Taking the Higher Ground for Hukou Reform
A proactive, stable reform path for China's household registration system, enshrined by the family "hukou" identification booklets in homes nationwide, has been eagerly anticipated for years. So the State Council's notice of reform steps in late February drew immediate attention and mainly positive comments from Internet forum participants and bloggers.
The notice laid out notable changes for hukou issuance. It said, for example, that anyone who moves for work or study from a traditional family residence to a county-level city, such as Longkou in Shandong Province, or a prefecture-level city, such as Shandong's Yantai, may apply for a new hukou in that locale.
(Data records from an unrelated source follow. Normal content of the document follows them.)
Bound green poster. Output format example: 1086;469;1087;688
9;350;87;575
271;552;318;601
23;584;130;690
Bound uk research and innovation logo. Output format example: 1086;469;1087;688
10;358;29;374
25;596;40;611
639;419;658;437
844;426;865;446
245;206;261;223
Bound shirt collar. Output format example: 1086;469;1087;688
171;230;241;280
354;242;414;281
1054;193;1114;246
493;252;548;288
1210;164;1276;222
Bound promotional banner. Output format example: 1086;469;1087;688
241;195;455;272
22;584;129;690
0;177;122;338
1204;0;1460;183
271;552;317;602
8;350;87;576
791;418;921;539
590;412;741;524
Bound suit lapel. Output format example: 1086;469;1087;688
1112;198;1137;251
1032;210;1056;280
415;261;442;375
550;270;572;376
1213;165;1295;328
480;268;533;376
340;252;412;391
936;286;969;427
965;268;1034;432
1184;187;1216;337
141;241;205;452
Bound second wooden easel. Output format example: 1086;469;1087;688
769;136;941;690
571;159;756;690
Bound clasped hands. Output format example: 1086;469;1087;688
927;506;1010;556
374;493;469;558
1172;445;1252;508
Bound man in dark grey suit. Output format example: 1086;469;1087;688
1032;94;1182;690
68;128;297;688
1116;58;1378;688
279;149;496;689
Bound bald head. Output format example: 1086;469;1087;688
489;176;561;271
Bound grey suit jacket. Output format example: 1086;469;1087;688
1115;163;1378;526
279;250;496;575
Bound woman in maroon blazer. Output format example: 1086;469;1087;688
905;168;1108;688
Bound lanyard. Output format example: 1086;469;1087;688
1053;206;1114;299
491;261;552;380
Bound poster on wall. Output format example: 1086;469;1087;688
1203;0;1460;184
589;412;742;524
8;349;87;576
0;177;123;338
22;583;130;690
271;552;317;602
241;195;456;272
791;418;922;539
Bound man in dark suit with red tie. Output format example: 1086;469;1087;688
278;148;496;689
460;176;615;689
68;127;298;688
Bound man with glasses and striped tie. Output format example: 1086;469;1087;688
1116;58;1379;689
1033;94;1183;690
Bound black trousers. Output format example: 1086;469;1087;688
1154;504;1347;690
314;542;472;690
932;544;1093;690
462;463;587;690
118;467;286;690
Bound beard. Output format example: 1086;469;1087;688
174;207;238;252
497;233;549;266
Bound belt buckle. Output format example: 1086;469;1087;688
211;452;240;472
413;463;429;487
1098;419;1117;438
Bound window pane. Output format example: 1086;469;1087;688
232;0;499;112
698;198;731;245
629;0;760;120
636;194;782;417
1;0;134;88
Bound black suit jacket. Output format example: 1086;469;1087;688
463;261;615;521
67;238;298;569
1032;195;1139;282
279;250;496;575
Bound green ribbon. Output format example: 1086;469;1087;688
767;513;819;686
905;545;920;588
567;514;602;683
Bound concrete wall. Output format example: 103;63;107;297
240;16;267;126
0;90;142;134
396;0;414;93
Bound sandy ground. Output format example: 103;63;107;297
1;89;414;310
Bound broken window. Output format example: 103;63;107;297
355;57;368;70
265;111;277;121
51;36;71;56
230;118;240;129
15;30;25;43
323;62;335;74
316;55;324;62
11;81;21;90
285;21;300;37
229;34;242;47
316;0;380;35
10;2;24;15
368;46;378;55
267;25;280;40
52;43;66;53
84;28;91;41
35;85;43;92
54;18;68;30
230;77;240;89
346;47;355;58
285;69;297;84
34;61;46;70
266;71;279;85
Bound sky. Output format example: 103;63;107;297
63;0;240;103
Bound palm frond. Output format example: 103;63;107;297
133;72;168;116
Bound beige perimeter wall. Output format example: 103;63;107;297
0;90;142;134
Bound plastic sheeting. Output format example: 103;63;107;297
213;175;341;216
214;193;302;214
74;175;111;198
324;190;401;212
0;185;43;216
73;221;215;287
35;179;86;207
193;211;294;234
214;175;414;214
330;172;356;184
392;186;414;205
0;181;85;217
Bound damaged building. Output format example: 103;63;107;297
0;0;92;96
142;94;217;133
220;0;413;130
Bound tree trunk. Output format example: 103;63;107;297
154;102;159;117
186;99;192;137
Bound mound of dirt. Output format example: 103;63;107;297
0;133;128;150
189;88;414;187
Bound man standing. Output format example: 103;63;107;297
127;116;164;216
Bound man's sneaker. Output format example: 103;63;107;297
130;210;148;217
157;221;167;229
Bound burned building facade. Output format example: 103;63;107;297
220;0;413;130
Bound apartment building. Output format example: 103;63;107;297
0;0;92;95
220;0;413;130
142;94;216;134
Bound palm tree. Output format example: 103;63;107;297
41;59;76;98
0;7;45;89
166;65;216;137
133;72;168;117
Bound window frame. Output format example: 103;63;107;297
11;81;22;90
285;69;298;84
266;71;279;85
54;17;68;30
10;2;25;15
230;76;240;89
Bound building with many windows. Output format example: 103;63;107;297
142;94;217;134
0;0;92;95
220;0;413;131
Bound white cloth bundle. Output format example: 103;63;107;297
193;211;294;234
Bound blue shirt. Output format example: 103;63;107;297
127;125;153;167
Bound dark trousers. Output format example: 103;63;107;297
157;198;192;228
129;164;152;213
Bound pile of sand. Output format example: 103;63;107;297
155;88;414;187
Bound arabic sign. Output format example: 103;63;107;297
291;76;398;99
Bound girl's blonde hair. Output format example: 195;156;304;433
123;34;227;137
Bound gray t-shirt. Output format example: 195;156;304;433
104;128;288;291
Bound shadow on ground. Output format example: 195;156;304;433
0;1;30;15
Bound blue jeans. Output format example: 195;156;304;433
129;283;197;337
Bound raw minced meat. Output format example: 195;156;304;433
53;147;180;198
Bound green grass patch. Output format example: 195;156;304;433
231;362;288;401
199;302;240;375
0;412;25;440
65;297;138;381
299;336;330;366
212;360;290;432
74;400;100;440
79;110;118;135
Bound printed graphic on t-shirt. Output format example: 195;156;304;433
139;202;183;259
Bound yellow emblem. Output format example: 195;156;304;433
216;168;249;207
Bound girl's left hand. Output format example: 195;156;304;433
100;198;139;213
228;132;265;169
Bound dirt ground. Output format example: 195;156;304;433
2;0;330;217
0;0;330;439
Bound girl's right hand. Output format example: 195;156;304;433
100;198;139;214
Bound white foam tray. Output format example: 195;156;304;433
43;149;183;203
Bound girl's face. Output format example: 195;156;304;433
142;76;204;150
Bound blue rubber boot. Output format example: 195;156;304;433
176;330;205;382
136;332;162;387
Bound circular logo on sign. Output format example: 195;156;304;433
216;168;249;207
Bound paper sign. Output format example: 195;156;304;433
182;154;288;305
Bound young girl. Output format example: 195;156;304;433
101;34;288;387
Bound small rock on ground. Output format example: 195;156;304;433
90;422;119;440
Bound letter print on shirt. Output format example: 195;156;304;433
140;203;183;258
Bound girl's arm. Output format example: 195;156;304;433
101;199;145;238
Under another adjustment, local government policies affecting eligibility for jobs, education and work training in the future may no longer be linked to the hukou system. For example, any new school policies enacted by Yantai officials would have to apply equally to local residents and a newcomer from distant Sichuan Province.
And in citing the need to protect the land-use rights of China's farmers, the State Council notice said governments may no longer offer new hukous to farmers in exchange for land. This has been a practice in Chongqing, for example, where farmers with rural-area hukous were persuaded to swap land rights for urban hukous, clearing the way for property development.
These changes circulated as proposals for about a year among various government departments before being finalized by the State Council. The internal review process marked an improvement in terms of government transparency. And that reforms have been implemented for the 54-year-old hukou system is indicative of a political willingness to change.